Sorry, my jaw dropped on reading this. Is this a game of Civilisation 4 or D&D? Local warlords may try and take over things but unless they've already got some legal rights or a whole bunch of gunmen its a little bit difficult for them. Moqtadr al-Sadr did what he did with the support of ike minded clerics, his local community, his fathers reputation, and a brass neck about a mile long.

Even with an estimated 8,000 troops Bin Laden never took over anything in Afghanistan, he was at best an ally of the Taliban - one the Taliban were quite willing to sell out by the way. I suppose you might say that the Taliban were such a group of invading barbarians (perhaps on the Raging Hordes setting) but they were popular religious students, backed by a popular Islamic power, working against national chaos through - as far as possible - local authorities, wandering tribes they most certainly were not.

Marcello:

Nothing in warfare is ever ‘Easy’ except losing, which is mostly what our armed forces did immediately after they broke drove into Baghdad and toppled the Iraqi government. And the reason they were losing is because they weren’t fighting the right war. In any case, they didn’t have the right tools for that job anyway.

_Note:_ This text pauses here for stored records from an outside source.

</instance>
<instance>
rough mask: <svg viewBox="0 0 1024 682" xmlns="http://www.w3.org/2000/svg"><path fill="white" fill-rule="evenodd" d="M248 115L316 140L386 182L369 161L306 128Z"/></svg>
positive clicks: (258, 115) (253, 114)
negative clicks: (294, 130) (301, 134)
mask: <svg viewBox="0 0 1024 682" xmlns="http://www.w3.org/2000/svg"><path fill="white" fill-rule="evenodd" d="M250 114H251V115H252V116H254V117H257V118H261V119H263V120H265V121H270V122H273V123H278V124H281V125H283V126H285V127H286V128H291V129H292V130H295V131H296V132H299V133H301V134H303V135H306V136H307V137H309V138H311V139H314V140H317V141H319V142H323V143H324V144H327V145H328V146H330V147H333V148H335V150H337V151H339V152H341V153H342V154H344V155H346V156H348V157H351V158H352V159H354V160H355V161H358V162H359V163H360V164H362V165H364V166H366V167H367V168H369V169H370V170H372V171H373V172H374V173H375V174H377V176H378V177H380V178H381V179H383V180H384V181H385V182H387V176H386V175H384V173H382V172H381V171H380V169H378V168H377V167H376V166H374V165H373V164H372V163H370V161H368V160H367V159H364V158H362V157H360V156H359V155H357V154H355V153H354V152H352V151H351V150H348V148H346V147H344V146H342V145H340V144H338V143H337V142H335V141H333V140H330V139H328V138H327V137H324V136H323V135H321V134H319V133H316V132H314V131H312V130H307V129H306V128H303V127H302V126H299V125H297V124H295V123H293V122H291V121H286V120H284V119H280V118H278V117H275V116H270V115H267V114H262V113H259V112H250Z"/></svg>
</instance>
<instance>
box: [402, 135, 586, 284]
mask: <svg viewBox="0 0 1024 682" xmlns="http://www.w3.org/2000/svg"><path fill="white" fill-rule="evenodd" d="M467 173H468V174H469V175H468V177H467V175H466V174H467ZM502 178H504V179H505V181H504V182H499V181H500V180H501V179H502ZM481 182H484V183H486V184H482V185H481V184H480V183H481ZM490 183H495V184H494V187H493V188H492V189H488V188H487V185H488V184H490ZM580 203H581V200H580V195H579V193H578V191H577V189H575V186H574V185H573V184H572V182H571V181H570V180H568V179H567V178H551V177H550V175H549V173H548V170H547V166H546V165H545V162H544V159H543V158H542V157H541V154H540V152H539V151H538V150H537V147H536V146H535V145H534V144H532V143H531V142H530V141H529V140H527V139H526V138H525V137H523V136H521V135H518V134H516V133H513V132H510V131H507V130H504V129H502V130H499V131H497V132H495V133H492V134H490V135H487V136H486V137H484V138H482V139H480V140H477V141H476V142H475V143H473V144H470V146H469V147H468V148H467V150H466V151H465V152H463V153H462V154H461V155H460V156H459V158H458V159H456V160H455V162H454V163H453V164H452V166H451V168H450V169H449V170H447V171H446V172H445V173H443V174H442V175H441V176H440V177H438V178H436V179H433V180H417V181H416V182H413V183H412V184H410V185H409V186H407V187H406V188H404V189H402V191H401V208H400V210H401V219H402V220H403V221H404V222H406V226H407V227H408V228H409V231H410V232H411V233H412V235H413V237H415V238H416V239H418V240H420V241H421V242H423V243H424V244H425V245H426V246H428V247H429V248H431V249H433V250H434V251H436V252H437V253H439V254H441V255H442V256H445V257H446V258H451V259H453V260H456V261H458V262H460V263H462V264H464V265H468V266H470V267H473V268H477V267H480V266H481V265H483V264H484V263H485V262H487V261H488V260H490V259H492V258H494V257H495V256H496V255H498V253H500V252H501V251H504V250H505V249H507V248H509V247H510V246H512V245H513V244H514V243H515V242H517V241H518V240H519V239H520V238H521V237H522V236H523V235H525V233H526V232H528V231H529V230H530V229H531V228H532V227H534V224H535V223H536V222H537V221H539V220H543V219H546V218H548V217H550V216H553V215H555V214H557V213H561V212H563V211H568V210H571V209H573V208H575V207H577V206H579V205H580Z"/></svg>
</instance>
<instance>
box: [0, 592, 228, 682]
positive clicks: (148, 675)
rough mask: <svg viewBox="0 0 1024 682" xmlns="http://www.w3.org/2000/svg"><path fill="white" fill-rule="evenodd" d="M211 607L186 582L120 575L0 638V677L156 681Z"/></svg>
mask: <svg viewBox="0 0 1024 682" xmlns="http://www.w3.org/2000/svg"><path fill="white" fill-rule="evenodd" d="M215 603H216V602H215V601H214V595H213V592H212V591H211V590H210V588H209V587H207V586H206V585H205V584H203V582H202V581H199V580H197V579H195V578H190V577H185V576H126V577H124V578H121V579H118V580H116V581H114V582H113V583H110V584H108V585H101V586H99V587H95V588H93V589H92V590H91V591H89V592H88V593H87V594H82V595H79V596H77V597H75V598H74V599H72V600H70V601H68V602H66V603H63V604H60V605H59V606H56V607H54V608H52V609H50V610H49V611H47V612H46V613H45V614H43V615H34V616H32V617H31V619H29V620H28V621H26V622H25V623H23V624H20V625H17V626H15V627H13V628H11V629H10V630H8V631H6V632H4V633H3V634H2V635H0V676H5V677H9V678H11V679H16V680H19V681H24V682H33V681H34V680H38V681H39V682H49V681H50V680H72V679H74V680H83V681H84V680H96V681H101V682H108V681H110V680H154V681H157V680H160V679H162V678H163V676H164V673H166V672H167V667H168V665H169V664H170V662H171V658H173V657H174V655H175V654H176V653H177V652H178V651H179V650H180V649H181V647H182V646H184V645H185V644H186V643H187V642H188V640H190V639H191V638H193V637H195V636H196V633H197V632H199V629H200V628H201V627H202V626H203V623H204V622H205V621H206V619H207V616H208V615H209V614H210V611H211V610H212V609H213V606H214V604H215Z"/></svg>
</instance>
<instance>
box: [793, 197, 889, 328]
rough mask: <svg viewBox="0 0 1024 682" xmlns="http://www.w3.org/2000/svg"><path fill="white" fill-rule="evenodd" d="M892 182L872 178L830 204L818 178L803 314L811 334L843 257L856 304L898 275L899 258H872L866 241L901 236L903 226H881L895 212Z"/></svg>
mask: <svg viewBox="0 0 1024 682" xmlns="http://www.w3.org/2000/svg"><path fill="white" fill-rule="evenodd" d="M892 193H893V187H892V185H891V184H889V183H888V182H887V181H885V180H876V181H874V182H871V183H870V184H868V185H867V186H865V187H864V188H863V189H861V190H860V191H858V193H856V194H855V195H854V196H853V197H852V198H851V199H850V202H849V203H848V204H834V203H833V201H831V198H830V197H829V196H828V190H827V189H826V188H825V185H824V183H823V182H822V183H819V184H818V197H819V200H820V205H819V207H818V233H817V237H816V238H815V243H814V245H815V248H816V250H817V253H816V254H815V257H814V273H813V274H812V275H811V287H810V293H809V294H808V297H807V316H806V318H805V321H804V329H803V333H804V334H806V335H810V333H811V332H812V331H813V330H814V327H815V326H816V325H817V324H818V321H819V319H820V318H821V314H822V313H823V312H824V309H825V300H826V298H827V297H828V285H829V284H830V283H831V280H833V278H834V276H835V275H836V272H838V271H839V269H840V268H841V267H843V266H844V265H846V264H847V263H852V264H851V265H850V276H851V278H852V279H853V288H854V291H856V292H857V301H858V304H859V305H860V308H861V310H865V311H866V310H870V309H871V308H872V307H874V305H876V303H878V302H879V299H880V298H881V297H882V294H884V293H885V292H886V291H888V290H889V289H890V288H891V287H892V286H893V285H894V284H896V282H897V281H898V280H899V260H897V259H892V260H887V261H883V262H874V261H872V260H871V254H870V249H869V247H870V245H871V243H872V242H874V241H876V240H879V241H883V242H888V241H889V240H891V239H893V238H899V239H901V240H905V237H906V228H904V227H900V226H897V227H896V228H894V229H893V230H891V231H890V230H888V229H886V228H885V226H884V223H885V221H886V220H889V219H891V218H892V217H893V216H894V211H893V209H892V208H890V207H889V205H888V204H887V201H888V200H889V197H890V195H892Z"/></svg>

No, propaganda is not ‘Easy,’ I never said it was, but it has been around for a very long time and there are many people who are incredibly good at it. Once something is entrenched, propaganda against it must be a long-term effort. Propaganda is, however, much more effective when used pre-emptively.

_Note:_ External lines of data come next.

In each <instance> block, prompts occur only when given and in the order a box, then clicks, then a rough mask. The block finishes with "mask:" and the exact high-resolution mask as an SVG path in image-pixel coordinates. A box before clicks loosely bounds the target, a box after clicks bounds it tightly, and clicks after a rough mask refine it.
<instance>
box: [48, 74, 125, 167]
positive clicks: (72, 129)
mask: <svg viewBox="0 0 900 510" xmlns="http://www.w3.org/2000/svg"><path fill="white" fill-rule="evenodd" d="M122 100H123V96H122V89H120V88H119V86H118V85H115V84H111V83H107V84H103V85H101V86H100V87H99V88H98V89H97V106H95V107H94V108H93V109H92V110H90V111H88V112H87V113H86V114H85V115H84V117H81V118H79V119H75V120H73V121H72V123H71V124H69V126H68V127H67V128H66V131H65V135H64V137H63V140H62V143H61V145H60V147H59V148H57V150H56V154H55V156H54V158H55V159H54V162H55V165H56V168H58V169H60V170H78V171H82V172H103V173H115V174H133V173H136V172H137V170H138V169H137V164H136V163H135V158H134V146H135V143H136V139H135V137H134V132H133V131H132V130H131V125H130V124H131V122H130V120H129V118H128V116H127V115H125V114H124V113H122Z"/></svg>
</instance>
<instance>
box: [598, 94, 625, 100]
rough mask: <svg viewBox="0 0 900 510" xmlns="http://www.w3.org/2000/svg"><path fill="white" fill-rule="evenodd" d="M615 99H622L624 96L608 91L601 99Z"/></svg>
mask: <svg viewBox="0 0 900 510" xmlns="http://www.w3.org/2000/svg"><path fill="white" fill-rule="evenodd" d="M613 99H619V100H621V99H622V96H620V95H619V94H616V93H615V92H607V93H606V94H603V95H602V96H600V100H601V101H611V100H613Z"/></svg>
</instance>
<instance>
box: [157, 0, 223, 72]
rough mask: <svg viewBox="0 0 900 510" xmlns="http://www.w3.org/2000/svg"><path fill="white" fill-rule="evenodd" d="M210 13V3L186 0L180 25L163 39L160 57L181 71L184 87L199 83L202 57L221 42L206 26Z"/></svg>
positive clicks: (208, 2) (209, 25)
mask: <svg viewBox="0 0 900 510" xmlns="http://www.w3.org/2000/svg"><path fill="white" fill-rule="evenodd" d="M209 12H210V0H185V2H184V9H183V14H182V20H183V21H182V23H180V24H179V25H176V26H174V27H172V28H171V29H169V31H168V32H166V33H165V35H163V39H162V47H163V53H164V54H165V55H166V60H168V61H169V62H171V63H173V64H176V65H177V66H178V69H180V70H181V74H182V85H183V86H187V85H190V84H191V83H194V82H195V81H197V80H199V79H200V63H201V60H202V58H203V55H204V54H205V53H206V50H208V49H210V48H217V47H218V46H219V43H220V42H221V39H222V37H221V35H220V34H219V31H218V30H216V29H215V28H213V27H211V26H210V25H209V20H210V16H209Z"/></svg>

Yes, it is much easier to blow things up than build them. But, to give a very basic example, people would much rather their lights work than sit in the dark. If those people can be convinced that they would have lights if guerillas didn’t keep blowing up the sub-station, you deprive the guerillas of one of the things that makes them effective, the support of the populace.

Yes, paramilitaries have drawbacks. Using them must be weighed against the good they will do versus the harm. Warfare is always about calculated risk.

John Robb:

“The idea of 4GW groups coming together into a vibrant open source community isn't speculation, it's being proved daily. Additionally, the mechanism of growth detailed here actually worked in Iraq. The war reached critical mass in the face of US opposition.
During the critical early phases, there was strong denial by the US military and political leadership that an insurgency even existed (due to hubris and poor analysis). “

I am going to disagree that Iraq has a true open-source guerilla movement. Yes, I will concede that there is cross-pollination in IED design and guerilla tactics, but I don’t believe the guerillas there are actually ‘working together’ to the extent you seem to believe. Part of what you are seeing is the progression of Darwinian natural selection in an evolving organism. The Sunnis are attacking the Shia and Kurdish and even other Sunni collaborators. The Shias are attacking the Sunnis in revenge. The Kurds are being attacked by anybody with a grudge. Everybody is attacking the Coalition military and Iraqi security forces for any number of reasons. Add to that various groups running about grabbing people off the street either for ransom or to make some kind of political point in the world media. In any case, much of this chaos could have been prevented if the forces in Iraq had been ready to fight the peace and / or prepared to crack down on any insurgency before it entrenched itself. The denial of the very existence of an insurgency proves that the U.S. / Coalition military and political leadership never had the chance to attempt some of options I have outlined. This allowed the guerillas to work together to the extent that they are and entrench themselves in the areas they have chosen, reaching critical mass before or not long after any kind of truly effective Coalition response. Had the coalition forces been prepared to fight a preemptive campaign against the insurgency I think the picture in Iraq would be very different.

Bottom line, fighting your open-source guerillas can be done. Their critical vulnerabilities are inherent in the very process of their organization should it successfully occur. True, the opposing force must be numerous, dedicated, skilled and preferably ruthless, but I believe it can be done. However, once an insurgency is entrenched, it is an insurgency like any other and you are in it for the long haul. You will either lose like in Vietnam, or after years and years it will fade away to near-irrelevancy like ETA and the IRA.

Cute concept, but I don't think it works. Seems like you're trying to shoehorn an interesting idea into another, totally incompatible idea.
If there's an open source war, does it use a Creative Commons license variant or GPL? Maybe the MIT or Berkely licenses are better fits (because war could be for profit or for fun).

cute concept? Since when could guerrilla warfare be considered cute? Anyways-I think it's incredibly plausible. Nothing's more uniting than a common enemy!